Tous les pays sont touchés par ses baisses d’investissements. Les dépenses d’exploration et de production des compagnies pétrolières devraient en moyenne diminuer de 10 à 15% à travers le monde en 2015, selon une étude réalisée par la société de conseil en investissement Evercore auprès de 300 sociétés. Rien qu’en Amérique du Nord, la baisse devrait atteindre 25 à 30%.
Des réductions drastiques d’effectifs
Conséquence logique de ces investissements revus à la baisse (mais qui devraient tout de même rester deux fois plus importants qu’en 2005 !): les sociétés de services parapétroliers sont elles aussi durement touchées. Schlumberger vient d’annoncer 9000 suppressions de postes. Baker Hughes va en supprimer 7000.
Les projets potentiellement les plus affectés sont bien sûr ceux pour lesquels les coûts de production sont les plus élevés: offshore profond, hydrocarbures non conventionnels (pétrole de schiste, sables bitumineux canadiens…). Ce sont aussi les plus complexes et les plus risqués.
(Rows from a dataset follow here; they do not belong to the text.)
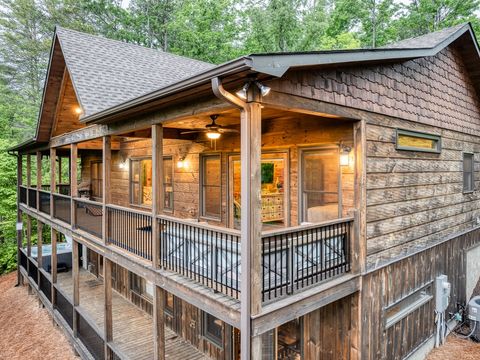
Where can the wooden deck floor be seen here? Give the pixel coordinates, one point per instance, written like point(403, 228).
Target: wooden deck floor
point(132, 328)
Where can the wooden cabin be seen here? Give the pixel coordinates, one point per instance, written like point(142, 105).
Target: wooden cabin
point(277, 206)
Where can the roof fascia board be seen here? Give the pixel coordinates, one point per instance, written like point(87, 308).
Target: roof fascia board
point(238, 65)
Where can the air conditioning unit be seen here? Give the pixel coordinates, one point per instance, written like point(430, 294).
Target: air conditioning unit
point(474, 316)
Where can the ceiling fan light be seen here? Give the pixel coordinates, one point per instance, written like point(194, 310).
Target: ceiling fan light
point(213, 135)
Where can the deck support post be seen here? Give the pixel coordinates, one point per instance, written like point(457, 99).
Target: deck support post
point(108, 323)
point(76, 285)
point(73, 183)
point(53, 179)
point(19, 218)
point(251, 224)
point(39, 177)
point(159, 323)
point(157, 190)
point(106, 167)
point(53, 265)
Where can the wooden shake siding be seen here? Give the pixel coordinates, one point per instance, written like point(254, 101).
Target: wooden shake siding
point(394, 282)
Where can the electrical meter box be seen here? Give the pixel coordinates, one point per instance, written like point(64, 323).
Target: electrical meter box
point(442, 293)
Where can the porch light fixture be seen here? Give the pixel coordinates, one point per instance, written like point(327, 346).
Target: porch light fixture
point(345, 155)
point(213, 135)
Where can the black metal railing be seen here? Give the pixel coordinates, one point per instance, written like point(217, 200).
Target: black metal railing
point(88, 216)
point(130, 230)
point(45, 286)
point(44, 202)
point(61, 207)
point(32, 271)
point(64, 307)
point(32, 198)
point(299, 257)
point(207, 254)
point(23, 194)
point(90, 338)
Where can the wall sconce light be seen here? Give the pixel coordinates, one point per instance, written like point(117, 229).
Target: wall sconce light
point(345, 155)
point(182, 163)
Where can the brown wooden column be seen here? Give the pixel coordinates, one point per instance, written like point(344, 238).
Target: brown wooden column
point(39, 178)
point(251, 224)
point(108, 321)
point(53, 179)
point(73, 182)
point(157, 190)
point(53, 264)
point(19, 224)
point(106, 171)
point(159, 323)
point(76, 285)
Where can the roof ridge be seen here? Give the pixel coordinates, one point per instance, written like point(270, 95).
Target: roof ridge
point(126, 43)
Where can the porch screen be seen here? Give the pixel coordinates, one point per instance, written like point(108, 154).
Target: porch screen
point(141, 182)
point(320, 184)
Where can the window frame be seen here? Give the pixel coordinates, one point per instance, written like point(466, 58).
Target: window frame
point(207, 335)
point(130, 182)
point(420, 135)
point(471, 155)
point(201, 194)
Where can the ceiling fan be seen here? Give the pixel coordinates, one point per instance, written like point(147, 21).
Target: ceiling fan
point(213, 130)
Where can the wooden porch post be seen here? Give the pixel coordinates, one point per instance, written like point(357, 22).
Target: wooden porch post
point(39, 178)
point(159, 323)
point(108, 323)
point(106, 167)
point(19, 217)
point(53, 179)
point(73, 182)
point(157, 190)
point(251, 224)
point(53, 264)
point(76, 284)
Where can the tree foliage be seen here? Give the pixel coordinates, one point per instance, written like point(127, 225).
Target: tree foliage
point(209, 30)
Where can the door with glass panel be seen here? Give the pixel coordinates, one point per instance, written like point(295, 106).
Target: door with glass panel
point(320, 196)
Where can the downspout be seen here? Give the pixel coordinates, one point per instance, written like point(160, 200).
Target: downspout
point(245, 249)
point(19, 214)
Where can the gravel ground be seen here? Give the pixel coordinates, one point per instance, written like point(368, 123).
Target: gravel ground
point(26, 329)
point(456, 349)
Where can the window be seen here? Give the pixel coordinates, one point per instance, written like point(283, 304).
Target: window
point(468, 172)
point(213, 329)
point(405, 306)
point(168, 183)
point(96, 175)
point(141, 182)
point(211, 186)
point(416, 141)
point(320, 184)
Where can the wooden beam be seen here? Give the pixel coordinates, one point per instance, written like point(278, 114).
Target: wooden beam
point(106, 172)
point(159, 323)
point(39, 177)
point(157, 190)
point(73, 182)
point(251, 226)
point(108, 318)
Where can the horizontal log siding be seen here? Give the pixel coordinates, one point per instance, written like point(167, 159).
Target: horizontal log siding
point(391, 283)
point(415, 198)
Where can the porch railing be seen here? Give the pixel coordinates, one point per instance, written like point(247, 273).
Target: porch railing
point(61, 207)
point(44, 202)
point(130, 230)
point(32, 198)
point(23, 195)
point(209, 255)
point(298, 257)
point(88, 216)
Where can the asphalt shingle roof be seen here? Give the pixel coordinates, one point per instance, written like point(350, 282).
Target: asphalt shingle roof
point(107, 72)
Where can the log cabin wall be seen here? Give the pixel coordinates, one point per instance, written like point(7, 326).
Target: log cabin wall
point(390, 284)
point(287, 135)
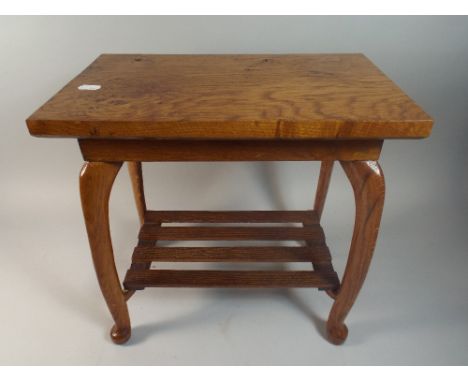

Un seuil de rentabilité souvent supérieur au cours du baril
Le seuil de rentabilité de l’huile de schiste américaine est compris, selon les projets, entre 40 et 75 dollars par baril ($/bl), estime Jérôme Halbout, président du fonds d’investissement dans l’énergie 4D Global Energy Advisors. Or, ces derniers temps, le cours du brut est descendu à moins de 50 $/bl. Mais il devrait s’écouler plusieurs mois avant que la réduction ou l’arrêt des investissements ne se fasse sentir dans la production.
Dans l’offshore profond, qui demande des techniques de pointe et présente des risques élevés, les seuils de rentabilité sont souvent supérieurs au cours actuel du baril. De quoi décourager certains investisseurs.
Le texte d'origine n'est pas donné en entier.